Investigation on the Effect of Ionic Liquids and Quaternary Ammonium Salts on the Kinetics of Methane Hydrate

This study investigates the kinetics of gas hydrate (methane gas) in the presence of Ionic Liquids (ILs) and organic Quaternary Ammonium Salts (QASs). Aqueous solutions of eight ILs (five aromatic ILs and three aliphatic ILs) and three QASs have been studied for the kinetics of methane hydrate formation. In this study, five aromatic-based ILs with cations, viz., 1-hexyl-3-methylimidazolium, 1-butyl-3-methylimidazolium, and 1-octyl-3-methylimida-zolium, and anions such as [Br]-, [Cl]-, and [HSO4]- were selected. Three aliphatic ILs with cations, viz., diethylammonium, tripropylammonium, and tributylammonium, attached with the [HSO4]- anion were also selected. In the case of QASs, varying carbon chain lengths such as tetra-n-methyl-, tetra-n-ethyl-, and tetra-n-butylammonium bromide (TMAB, TEAB, TBAB) have been considered for the study. The kinetics of methane hydrate formation were investigated at a pressure of 7.5 MPa and a temperature of 276.15 K in the presence of aqueous solutions of QASs at 0.05 mf (mass fraction) and 0.1 mf concentrations and ILs at 0.01 mf.

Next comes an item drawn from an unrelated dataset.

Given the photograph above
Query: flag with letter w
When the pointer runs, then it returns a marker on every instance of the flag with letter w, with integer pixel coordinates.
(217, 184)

The results show that 0.05 mf of TBAB assists the methane hydrate to nucleate very rapidly and enhances the rate of growth. Hence, TBAB at 0.05 mf is observed to be most promising for gas storage and gas separation/processing among all investigated QASs. TMAB and TEAB have shown slow kinetics; therefore, their presence in a gas hydrate system may not aid in hydrate gas storage/gas separation applications; nevertheless, they could be used as an inhibitor for the prevention of hydrates in systems where other inhibitors may become unsuitable. The aqueous solution of aromatic-based ILs generally shows hydrate promotion, except for shorter chain lengths. The shorter chain length of ionic liquid with suitable anion (Cl-) behaved as a hydrate as the inhibitor and with Br- as the promoter. In general, a bigger cation acts as a good nucleating agent. The anion [HSO4]- is common in both the categories of ILs (aromatic and aliphatic), and it looks like the hydrate inhibition (no hydrate formation) may have occurred due to its presence. ILs offer more scope to understand the tunability of cations and anions to derive a better solution for gas hydrate inhibition and promotion, which have more applications in the ares of methane storage and transportation.